Students say space is vital to program

Printmaking students might have to scramble for new places to work on their art pieces next semester.

A proposed scenario would cause the loss of the School of Art’s printmaking workspace in Van Deusen Hall. The space would then be used for College of Technology faculty offices.

Terri Christensen, assistant to the provost for special projects, said no final decisions have been made.

“We don’t want the (art students) to be empty-handed,” she said. “We are trying to find alternate solutions.”

Christensen added that the dilemma is four College of Technology faculty members would be without offices next semester.

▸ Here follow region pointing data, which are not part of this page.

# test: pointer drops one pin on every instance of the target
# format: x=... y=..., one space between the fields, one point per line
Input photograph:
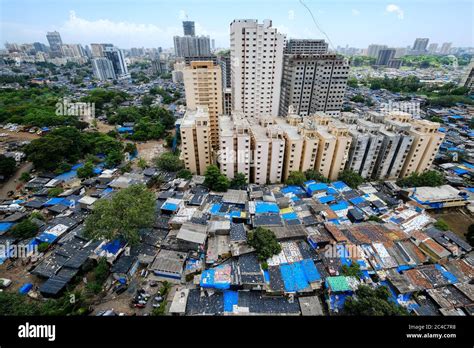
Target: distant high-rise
x=55 y=42
x=39 y=47
x=445 y=48
x=373 y=50
x=432 y=48
x=192 y=46
x=468 y=79
x=103 y=69
x=313 y=82
x=256 y=56
x=301 y=46
x=203 y=87
x=188 y=28
x=420 y=45
x=385 y=56
x=117 y=58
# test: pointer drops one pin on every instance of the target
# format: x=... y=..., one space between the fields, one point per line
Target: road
x=14 y=181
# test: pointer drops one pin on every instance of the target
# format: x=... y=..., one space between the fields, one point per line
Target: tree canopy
x=215 y=180
x=372 y=302
x=169 y=162
x=429 y=178
x=264 y=242
x=351 y=178
x=129 y=210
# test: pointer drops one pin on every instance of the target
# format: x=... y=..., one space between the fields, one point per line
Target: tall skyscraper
x=313 y=82
x=384 y=56
x=188 y=28
x=445 y=48
x=302 y=46
x=195 y=144
x=373 y=50
x=55 y=42
x=432 y=48
x=117 y=58
x=203 y=87
x=420 y=45
x=256 y=58
x=103 y=69
x=192 y=46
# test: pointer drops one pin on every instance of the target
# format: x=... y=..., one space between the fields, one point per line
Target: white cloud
x=392 y=8
x=122 y=34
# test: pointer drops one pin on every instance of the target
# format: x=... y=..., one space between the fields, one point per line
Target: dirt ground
x=458 y=220
x=150 y=149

Christine Havice, director of the School of Art, said art students value the space in Van Deusen.

“The rooms in Van Deusen work very well for our printmaking students,” she said.

Amanda Meeker, senior fine arts major, said the loss of the lab space would hinder her work.

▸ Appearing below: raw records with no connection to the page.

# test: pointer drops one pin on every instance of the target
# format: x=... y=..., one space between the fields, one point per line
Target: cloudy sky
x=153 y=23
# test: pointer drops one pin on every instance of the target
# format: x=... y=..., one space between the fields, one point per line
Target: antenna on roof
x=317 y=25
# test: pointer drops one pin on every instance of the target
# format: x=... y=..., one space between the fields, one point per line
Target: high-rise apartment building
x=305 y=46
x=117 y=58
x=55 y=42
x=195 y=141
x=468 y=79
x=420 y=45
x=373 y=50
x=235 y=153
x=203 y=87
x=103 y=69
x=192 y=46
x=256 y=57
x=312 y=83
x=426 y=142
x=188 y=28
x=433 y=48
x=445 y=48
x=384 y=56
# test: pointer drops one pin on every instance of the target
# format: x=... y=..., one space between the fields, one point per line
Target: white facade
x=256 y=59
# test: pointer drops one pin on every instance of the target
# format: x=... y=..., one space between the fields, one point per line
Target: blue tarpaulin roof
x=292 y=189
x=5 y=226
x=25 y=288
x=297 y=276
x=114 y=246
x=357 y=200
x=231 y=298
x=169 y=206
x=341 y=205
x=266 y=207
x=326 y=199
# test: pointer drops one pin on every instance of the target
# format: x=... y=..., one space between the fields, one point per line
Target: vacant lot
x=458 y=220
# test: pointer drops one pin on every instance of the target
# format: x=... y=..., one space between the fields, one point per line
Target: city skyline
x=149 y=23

“I lose my space to store supplies and work while other students are in class,” she said. “The storage is essential as printmakers need a lot of equipment.”

Meeker said losing her work space in Van Deusen could interrupt the completion of her final project toward her fine arts degree.

“The space is especially helpful as I will be starting my senior project in the fall, which is an independent body of several pieces of work developed (over) the culmination of four years of art school,” she said.

Cameron Lyden, junior fine arts major, said the space is vital to success in the program.

“The decision to give away our studio space to the (College of Technology) is more than just an inconvenience or a hassle. It’s all we have, ” Lyden said. “What a lot of people might not understand about the art program is that we rely on the ability to have studio spaces as upperclassmen; we need it. Our success in the program is directly dependent on it.”

The School of Art has classroom and lab space loosely spread across campus.

“(The School of Art) is very tight on space,” Havice said. “We are already spread out over six buildings, and we don’t have a lot of other options.”

Meeker said printmaking students appreciate the value of having their own spaces in Van Deusen.

“The (art students) are the ones there all hours of the night and on weekends; they are the ones who make Van Deusen Hall their home,” she said. “Art students are in class all day just like other students, the difference is that art students get dinner and come back to the studio for work at night and on the weekends.”

Christensen said if the decision becomes final, the switch will occur during the summer.